Un début avec tous ces éléments annonce la couleur et plonge le lecteur dans le feu d'action, il lui donne un avant-goût de l'histoire dans laquelle il se plonge.
L'idée est de condenser toutes ces informations dans les premières phrases, et même, idéalement, dans la première phrase.
L'alchimie de la première phrase
Je pense que le terme d'alchimie représente bien la complexité de l'exercice. Un grand nombre d'ingrédients dont le dosage et l'ordre d'apparition peuvent changer drastiquement le résultat, ça colle.
La première phrase est le premier contact avec le lecteur, c'est la première opportunité d'avoir son attention. Elle doit lui donner envie de lire la suivante. Pour cela, elle devrait idéalement contenir toutes les informations énoncées précédemment. Évidemment, c'est plus facile à dire qu'à faire. Aucun plan de bataille ne survit au premier contact avec l'ennemi. Dans la réalité, vous ne rencontrerez jamais des phrases qui cochent toutes les cases.
Tous les livres et articles que j'ai consultés sur le sujet s'accordent cependant sur les grandes lignes. Il y a une règle principale qui revient systématiquement : la première phrase doit être intrigante. Mais pour obtenir une première phrase exceptionnelle, ce n'est pas suffisant. Une stratégie gagnante est de conjuguer phrase intrigante avec mise en avant d'un côté particulièrement attrayant de l'histoire qui va suivre.

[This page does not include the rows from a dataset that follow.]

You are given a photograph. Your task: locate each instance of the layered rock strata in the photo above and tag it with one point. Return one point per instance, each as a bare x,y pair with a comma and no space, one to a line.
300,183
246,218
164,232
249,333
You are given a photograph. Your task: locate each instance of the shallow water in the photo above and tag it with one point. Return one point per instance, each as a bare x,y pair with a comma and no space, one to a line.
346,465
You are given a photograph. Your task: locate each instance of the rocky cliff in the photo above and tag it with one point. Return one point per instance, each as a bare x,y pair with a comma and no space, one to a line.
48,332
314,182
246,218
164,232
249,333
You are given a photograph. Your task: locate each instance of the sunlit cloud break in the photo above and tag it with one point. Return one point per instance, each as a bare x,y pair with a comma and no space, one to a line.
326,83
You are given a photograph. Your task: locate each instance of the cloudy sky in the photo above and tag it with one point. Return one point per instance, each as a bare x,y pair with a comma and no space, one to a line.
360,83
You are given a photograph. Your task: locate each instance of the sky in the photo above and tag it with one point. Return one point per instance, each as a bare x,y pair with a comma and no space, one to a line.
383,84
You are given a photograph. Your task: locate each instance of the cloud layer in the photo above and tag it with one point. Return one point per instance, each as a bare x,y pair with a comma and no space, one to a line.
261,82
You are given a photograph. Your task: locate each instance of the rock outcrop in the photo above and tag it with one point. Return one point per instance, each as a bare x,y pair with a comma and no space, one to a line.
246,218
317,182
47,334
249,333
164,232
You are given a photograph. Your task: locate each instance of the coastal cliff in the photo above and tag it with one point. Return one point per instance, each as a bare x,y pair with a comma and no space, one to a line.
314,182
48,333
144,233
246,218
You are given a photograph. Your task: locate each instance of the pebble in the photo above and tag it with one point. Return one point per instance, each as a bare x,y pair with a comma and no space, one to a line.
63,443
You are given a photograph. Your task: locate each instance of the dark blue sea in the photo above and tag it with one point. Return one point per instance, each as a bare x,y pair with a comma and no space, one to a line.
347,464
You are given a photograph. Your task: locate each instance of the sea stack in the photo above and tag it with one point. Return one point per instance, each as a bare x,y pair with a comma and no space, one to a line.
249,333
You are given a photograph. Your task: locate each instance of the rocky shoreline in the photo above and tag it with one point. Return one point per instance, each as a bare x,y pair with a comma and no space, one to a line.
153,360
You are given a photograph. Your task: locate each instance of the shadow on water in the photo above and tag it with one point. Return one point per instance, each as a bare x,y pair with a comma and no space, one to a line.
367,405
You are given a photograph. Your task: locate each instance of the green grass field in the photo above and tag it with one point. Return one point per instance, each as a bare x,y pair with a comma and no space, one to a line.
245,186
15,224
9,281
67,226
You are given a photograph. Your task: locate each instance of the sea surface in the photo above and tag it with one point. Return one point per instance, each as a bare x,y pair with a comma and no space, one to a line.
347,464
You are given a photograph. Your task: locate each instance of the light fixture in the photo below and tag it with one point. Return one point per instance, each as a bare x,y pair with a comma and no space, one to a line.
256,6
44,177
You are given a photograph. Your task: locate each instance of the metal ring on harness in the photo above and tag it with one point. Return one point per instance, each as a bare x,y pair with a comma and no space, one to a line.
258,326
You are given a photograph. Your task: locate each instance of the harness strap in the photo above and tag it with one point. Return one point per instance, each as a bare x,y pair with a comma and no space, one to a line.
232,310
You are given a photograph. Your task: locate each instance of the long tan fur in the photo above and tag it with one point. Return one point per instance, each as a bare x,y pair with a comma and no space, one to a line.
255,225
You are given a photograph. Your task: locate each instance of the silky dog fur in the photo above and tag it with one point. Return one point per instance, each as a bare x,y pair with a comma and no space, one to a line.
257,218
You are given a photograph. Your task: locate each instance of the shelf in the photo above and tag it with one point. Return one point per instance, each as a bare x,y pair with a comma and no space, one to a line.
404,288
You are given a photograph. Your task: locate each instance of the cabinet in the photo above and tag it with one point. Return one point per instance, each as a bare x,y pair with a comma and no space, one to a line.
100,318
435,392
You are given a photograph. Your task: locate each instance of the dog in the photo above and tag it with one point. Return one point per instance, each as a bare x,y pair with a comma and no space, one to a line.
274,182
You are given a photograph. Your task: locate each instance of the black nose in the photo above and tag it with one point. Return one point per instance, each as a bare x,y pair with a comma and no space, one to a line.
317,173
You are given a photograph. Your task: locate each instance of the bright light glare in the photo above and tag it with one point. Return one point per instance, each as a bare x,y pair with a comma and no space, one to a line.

Imaginez un texte avec un narrateur très présent dans l'histoire et avec une façon de parler et un ton particulièrement remarquables (un sens de l'humour, un côté nonchalant, absurde ou ténébreux) ? Voilà des exemples de premières lignes intrigantes mettant cet aspect en avant :
The story so far : In the beginning the Universe was created. This has made of a lot of people very angry and been widely regarded as a bad move — Douglas Adams, The Restaurant at the End of the Universe
Aujourd'hui, maman est morte. Ou peut-être hier, je ne sais pas — Albert Camus, L'Étranger
Dans le cas d'une comédie, il faut introduire une dose d'humour dans la première phrase, le même type d'humour qui sera présent dans la suite du texte, comme dans cet exemple :
Sam Vimes sighed when he heard the scream, but he finished shaving before he did anything about it — Terry Pratchett, Night Watch
Dans le cas d'une histoire dont la particularité est de mettre en scène un personnage avec des attributs hors du commun, en donner un avant-goût le plus tôt possible fonctionne bien. Exemple :
I am an invisible man — Ralph Ellison, Invisible Man
Si le texte se déroule dans un univers de fantasy ou de science-fiction, mettre cet univers en valeur dès les premières lignes peut être efficace (et ravira sûrement les lecteurs du genre). Voici deux exemples célèbres :
In a hole in the ground there lived a hobbit — JRR Tolkien, The Hobbit
The sky above the port was the color of television, tuned to a dead channel — William Gibson, Neuromancer
S’il s'agit d'une histoire tragique mettant en scène un personnage arraché à la paix de la plus terrible des manières, l'annoncer dès le début peut faire son effet. Exemple :
I would have lived in peace. But my enemies brought me war — Pierce Brown, Red Rising
Bref, j'espère que vous avez saisi la formule :
phrase intrigante + caractéristique attrayante = envie de lire.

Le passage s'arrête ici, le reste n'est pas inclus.